A traveling public art installation born from a handmade quilt by incarcerated women during the COVID pandemic is on display in High Point through mid-February, giving Guilford County residents a visible reminder of how pandemic-era corrections policies affected families and community ties.

Resilience High Point partnered with the High Point Public Library to host Stitching Stories Reimagined, an Arise Collective project funded by the Z. Smith Reynolds Foundation’s public art initiative. The installation, in the library parking lot, is open daily from 9 A.M. to 4:30 P.M. through February 18, 2026. The piece will travel across the state before a permanent installation in Raleigh.

The work traces to early pandemic restrictions when work permits and visitations for incarcerated women were terminated indefinitely, severing routine connections with family and community. A small group of women began crocheting a quilt to represent that loss; the original textile has been reimagined into an expanded visual art installation intended to carry their stories into public spaces. For local viewers, the exhibit turns private, institutional experiences into a public conversation about the social costs of emergency corrections policies.

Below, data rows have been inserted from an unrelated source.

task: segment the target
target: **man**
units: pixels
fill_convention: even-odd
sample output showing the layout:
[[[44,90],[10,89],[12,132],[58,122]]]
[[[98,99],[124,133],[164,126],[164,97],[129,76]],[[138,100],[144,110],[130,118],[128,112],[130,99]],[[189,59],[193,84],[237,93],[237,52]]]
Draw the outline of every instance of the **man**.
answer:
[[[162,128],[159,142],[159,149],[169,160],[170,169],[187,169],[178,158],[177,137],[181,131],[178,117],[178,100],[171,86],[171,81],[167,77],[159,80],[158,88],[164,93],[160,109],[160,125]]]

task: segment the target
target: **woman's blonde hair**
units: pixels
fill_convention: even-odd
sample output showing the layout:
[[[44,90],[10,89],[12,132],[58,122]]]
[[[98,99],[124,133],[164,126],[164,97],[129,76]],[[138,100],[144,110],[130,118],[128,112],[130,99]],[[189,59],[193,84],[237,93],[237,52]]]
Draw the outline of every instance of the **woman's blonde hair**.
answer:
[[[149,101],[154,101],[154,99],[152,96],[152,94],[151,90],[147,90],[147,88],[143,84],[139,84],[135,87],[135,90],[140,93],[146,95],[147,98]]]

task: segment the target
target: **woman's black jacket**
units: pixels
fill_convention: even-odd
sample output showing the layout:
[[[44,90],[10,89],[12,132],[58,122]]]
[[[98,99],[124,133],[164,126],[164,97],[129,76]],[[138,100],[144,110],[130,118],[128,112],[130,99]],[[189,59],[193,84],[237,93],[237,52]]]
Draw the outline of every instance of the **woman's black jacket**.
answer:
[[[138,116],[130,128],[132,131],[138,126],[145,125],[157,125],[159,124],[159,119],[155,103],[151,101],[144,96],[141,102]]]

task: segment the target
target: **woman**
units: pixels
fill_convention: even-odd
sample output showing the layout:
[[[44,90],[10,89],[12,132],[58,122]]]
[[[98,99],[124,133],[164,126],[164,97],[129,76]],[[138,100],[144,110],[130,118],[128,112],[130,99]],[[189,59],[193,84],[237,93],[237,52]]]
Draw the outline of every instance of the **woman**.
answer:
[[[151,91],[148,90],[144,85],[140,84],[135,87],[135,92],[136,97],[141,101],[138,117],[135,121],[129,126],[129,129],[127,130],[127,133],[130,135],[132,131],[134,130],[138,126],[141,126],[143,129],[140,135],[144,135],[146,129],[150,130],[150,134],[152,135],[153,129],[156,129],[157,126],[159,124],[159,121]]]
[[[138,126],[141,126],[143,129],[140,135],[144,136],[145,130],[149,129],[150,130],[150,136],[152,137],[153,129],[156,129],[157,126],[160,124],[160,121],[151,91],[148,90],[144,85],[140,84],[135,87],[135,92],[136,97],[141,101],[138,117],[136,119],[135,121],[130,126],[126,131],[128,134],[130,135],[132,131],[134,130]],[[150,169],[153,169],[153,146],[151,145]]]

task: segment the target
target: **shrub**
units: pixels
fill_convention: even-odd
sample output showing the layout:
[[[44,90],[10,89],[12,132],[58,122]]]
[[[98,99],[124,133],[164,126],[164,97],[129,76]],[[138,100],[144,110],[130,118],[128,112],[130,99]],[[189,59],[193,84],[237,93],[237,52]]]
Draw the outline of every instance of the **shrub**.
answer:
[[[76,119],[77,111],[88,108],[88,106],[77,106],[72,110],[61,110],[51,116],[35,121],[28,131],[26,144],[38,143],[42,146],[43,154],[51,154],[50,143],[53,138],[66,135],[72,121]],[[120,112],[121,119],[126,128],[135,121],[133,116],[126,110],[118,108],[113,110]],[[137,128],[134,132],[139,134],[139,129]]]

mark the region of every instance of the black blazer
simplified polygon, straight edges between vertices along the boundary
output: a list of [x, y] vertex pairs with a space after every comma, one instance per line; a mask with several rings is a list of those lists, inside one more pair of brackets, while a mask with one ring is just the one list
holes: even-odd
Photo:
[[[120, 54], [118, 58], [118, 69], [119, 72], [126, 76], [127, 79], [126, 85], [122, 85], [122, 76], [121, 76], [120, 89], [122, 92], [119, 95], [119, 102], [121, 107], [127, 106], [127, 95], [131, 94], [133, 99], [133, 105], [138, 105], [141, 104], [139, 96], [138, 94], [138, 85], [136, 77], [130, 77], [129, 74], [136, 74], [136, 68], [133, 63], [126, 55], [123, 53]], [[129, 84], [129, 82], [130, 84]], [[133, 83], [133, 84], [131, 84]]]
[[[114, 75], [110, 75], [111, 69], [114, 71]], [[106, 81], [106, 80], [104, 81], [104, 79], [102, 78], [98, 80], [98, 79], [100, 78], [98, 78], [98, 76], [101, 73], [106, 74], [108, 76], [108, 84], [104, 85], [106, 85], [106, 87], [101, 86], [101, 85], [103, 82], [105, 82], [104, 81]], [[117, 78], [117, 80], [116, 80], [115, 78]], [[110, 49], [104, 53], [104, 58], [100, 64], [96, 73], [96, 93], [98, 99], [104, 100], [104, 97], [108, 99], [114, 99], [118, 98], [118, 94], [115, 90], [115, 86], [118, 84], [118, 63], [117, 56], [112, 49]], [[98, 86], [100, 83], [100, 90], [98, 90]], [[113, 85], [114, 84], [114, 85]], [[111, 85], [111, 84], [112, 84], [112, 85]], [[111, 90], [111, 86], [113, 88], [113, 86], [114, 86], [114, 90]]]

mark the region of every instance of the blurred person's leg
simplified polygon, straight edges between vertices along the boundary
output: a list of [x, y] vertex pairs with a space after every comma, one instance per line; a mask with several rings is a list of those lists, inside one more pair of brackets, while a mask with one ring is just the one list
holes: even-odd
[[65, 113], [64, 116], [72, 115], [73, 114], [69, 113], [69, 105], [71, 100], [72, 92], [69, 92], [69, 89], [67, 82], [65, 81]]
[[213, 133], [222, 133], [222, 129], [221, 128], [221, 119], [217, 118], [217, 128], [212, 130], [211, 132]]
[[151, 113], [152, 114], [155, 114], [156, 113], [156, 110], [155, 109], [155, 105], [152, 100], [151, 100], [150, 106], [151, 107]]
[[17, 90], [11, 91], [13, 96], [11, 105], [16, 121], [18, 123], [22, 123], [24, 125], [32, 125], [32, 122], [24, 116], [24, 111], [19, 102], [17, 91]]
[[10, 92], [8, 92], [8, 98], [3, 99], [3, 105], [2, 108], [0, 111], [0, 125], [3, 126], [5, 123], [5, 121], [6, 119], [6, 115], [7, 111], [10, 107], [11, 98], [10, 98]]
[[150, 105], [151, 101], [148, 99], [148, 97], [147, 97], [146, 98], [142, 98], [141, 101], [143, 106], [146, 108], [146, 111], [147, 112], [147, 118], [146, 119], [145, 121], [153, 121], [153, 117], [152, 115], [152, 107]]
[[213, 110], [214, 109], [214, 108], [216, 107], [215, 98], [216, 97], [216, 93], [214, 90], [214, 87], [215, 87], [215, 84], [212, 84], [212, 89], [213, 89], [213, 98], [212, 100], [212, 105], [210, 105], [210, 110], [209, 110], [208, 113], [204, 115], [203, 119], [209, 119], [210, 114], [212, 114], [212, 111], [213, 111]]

Public art of this type operates at the intersection of cultural programming and civic accountability. Philanthropic funding from statewide foundations enabled the project to tour, while a local nonprofit and the city library provided the venue and community outreach. The display creates a low-barrier opportunity for residents to engage with questions about incarceration, reentry, family separation, and pandemic-era decision-making that remain relevant as county and state officials consider corrections policy and community supports.

AI-generated illustration
AI-generated illustration

Library officials and Resilience High Point have scheduled related community activities and opportunities to learn more about the installation and the stories behind it. Residents can find details at resiliencehp.org/stitching or by contacting the City’s library officials. The exhibit’s placement in a public, high-traffic civic space makes it accessible to families, students, and commuters who may not otherwise encounter work on criminal justice and public health intersections.

Beyond the artwork, the installation offers a prompt for civic engagement: view, reflect, and bring questions to local meetings where policy decisions about reentry services, visitation rules, and inmate work programs are shaped. The exhibit also underscores the role of public institutions and funders in amplifying marginalized voices.

The takeaway? Stop by the library lot during daylight hours, see the work for yourself, and use what you learn to ask practical questions at school boards, county commission meetings, or the library—to make sure those community conversations stitch policy and people back together.